09 Apr 2021

Speed up Docker for Golang and Node

A Story of Ludicrous Speedups (3000 sec -> 5 sec)

During a work hackathon, our project involved using Docker for deployment and dependency management.

The dockerfile was inherited from an underlying open source project and was ok when used for deployments but very slow for local development work. Why, you might ask?

It used multi-stage builds, one for node, one for golang and then a final stage that collected the built artifacts from the prior stages. But the problem was…

Conflating package installation with project build

The Dockerfile failed to use a best practice of first copying over the package manifest. For Node these are package.json & yarn.lock. For Golang it’s go.mod and go.sum.

Instead of copying over these specific files up front, the Dockerfile copied the full project into the container then performing a build.

The problem

Since the local copied source code changed frequently during development, all later steps in the Dockerfile were invalidated and performed without caching :(. Downloading all golang dependencies and compiling from scratch was onerous.

The solution

Break apart the dependency installation phase from the local code phase. Package manifests should be copied in first, then yarn install will install Node dependencies. I had to get hacky to accomplish the same thing with Golang, but I’ll post my solution when I have a good moment.

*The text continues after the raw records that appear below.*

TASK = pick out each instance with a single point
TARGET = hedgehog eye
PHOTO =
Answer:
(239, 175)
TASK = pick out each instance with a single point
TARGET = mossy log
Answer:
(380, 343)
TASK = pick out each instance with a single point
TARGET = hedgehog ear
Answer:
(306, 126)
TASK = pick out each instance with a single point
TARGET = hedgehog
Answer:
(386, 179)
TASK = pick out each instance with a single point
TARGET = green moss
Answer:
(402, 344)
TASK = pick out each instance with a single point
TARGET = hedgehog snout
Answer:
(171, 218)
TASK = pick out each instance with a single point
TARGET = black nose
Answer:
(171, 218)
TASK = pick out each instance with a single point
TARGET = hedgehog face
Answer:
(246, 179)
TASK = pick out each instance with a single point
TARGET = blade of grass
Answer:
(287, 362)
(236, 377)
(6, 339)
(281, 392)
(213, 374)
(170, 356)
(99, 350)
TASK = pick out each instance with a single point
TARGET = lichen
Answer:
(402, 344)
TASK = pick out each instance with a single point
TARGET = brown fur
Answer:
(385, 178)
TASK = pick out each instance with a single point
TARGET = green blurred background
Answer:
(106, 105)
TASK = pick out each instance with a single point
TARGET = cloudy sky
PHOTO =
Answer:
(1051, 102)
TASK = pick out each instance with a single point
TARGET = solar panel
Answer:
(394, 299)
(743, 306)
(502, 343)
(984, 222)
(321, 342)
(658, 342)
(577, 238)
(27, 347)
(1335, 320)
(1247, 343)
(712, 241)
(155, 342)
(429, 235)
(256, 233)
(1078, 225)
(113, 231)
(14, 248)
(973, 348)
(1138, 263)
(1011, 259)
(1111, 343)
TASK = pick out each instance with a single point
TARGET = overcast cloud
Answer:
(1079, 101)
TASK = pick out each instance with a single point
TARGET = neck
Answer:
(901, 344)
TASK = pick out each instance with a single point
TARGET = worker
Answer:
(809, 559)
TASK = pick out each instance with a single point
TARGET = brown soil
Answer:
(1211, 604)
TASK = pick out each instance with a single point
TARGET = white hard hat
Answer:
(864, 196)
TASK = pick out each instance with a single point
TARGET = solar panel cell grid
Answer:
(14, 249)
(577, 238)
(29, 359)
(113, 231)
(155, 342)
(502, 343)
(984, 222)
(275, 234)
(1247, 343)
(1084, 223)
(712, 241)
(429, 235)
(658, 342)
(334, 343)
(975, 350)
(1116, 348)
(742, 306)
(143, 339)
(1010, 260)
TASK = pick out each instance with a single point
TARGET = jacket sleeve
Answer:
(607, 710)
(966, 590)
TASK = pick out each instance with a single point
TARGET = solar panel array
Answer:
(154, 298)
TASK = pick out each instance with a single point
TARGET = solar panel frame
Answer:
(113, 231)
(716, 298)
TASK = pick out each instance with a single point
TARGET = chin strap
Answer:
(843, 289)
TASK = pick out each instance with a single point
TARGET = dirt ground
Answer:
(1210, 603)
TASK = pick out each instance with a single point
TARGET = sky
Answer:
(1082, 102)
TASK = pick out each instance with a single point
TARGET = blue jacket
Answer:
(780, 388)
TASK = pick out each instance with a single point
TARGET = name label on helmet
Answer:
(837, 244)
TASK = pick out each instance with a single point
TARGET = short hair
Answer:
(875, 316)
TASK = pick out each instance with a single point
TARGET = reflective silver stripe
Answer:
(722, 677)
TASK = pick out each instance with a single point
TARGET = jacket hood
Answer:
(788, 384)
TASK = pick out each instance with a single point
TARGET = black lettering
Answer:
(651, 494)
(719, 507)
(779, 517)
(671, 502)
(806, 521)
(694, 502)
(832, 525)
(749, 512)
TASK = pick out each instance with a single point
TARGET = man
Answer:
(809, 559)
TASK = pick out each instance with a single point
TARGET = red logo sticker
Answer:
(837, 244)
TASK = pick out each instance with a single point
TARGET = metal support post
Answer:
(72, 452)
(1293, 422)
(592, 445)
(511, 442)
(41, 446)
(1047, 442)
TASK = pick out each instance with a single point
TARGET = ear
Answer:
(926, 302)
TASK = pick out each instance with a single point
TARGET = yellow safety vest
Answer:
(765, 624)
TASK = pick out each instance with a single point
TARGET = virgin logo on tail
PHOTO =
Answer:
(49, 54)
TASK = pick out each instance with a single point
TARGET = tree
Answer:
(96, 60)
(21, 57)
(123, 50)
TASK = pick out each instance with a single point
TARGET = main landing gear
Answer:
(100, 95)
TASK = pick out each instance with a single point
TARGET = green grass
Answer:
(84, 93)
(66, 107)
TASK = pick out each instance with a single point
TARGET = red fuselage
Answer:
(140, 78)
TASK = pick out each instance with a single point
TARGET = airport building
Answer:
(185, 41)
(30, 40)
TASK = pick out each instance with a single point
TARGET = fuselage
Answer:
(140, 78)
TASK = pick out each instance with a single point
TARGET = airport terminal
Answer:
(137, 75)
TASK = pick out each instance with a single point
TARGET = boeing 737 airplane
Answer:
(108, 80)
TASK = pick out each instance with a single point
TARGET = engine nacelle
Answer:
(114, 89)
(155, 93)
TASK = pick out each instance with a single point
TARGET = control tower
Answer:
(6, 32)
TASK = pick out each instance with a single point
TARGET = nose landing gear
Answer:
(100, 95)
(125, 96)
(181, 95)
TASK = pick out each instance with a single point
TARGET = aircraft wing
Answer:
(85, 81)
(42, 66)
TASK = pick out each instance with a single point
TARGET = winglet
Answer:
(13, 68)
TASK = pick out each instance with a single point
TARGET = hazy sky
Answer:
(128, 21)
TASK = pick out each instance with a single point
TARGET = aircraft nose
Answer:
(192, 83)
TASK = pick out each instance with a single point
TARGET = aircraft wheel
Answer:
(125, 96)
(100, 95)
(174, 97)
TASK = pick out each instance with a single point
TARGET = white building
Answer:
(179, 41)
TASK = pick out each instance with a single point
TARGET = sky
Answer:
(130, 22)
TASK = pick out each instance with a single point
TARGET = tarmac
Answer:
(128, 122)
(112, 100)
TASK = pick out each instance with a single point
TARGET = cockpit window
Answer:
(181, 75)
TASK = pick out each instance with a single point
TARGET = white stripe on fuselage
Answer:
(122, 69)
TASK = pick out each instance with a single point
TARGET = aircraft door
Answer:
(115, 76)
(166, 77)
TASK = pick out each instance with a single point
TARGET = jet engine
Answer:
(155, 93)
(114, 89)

Conceptually, the outcome was:

  1. Build phase a1: Copy in package manifests for Node & yarn install
  2. Build phase b: Copy in package manifests & fetch golang deps
  3. Build phase a2 (built on a1): Build local code for js/ts
  4. Build phase b2 (built on b1): Build local code for golang
  5. Build phase c (independent of a or b) Selectively copy build artifacts from a2 and b2.


Dev build time for docker image is now near instant (5 seconds) rather than 2900 seconds on a low power laptop.


We also created a dedicated Dockerfile.dev that excluded js production build logic which was accounting for 300+ seconds of build time. Instead the js was built with a development script enabling hot module reloading.